The excitatory, ionotropic, glutamate-gated AMPA receptors (AMPARs) undergo constitutive rapid cycling at the synapse. Activity-dependent modulation of the rate of delivery and/or removal of AMPARs to/from the synapse underpins synaptic plasticity events such as LTP/LTD and is considered central to cognitive function. Although a raft of AMPAR-interacting proteins has recently been identified, each having a specific, sometimes transient role to play, little is known about the repertoire of proteins involved, nor the molecular mechanisms responsible for the transport to and retention of AMPARs at the synapse. Novel approaches are required if we are to dissect-out specific multi-protein complexes and to identify and assign function to all the individual components. Transmembrane AMPAR Regulatory Proteins (TARPs), e.g. stargazin (TARPgamma2) play a role in AMPAR trafficking and synaptic targeting. TARPs are subject to neuronal activity-dependent post-translational modifications e.g., phosphorylation/glycosylation which appear to be cell compartment specific. How these post-translational modifications of TARPgamma2 arise, how they influence its function, its multi-protein complex formation and AMPAR signaling remain largely unknown. TARPs are expected to be pivotal to AMPAR-mediated brain development, neuronal communication and cognitive functions but might also be implicated in disorders e.g. epilepsy and Alzheimer?s disease and hence may have potential as novel targets for drug design.
Aims and objectives:
(1) We will immunoaffinity purify non-synaptic and synaptic TARP-complexes from mouse cerebellar neurones (TARPgamma2) and glia (TARPgamma4).
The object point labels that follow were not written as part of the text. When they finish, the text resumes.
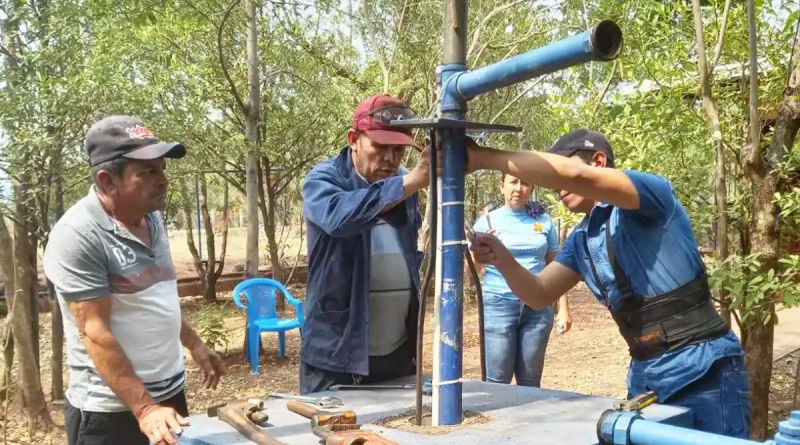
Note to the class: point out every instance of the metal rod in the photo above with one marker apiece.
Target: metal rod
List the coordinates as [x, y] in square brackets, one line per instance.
[602, 42]
[197, 207]
[447, 388]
Applying standard proteomics approaches including 1D-gel and 2D-gel separations followed by MALDI-MS and/or LC-MS-MS analysis we will identify the complement of respective TARP-interacting proteins and begin to construct their proteomic maps.
(2) AMPAR agonists dissociate TARPgamma2-AMPAR interactions. This probably occurs at glutamatergic synapses to either signal transfer of AMPAR from TARPs to the post-synaptic density or initiate AMPAR internalization, recycling or degradation. Procedures will be applied as in (1) to evaluate whether the repertoire of TARP-associated proteins is affected when TARPs are AMPAR-associated (+CNQX) versus AMPAR-dissociated (+glutamate).
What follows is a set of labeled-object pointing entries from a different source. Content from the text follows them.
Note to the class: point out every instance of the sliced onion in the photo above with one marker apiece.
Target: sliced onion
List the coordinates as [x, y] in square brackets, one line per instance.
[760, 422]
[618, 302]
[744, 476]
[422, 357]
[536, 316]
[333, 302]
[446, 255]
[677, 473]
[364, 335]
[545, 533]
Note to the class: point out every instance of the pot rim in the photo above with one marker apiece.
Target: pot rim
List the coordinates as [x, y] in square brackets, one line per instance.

(3) Using TARPgamma2-expressing cultured mouse cerebellar granule cells (mCGCs) pharmacologically manipulated to regulate neuronal activity and signalling we will investigate by immunoblotting, cell surface labeling, protein turnover assays etc., how the post-translational status, function and, by fluorescence confocal microscopy, cellular location of TARPgamma2 and associated-AMPARs is affected by neuronal activity.
(4) We will virally infect TARPgamma2 -/- mCGCs with modified GFP-TARPgamma2 expression constructs and by a proteomics approach as in (1) and (2) determine how post-translational modifications and TARPgamma2 domains influence the assembly of TARPgamma2-multiprotein complexes and their function.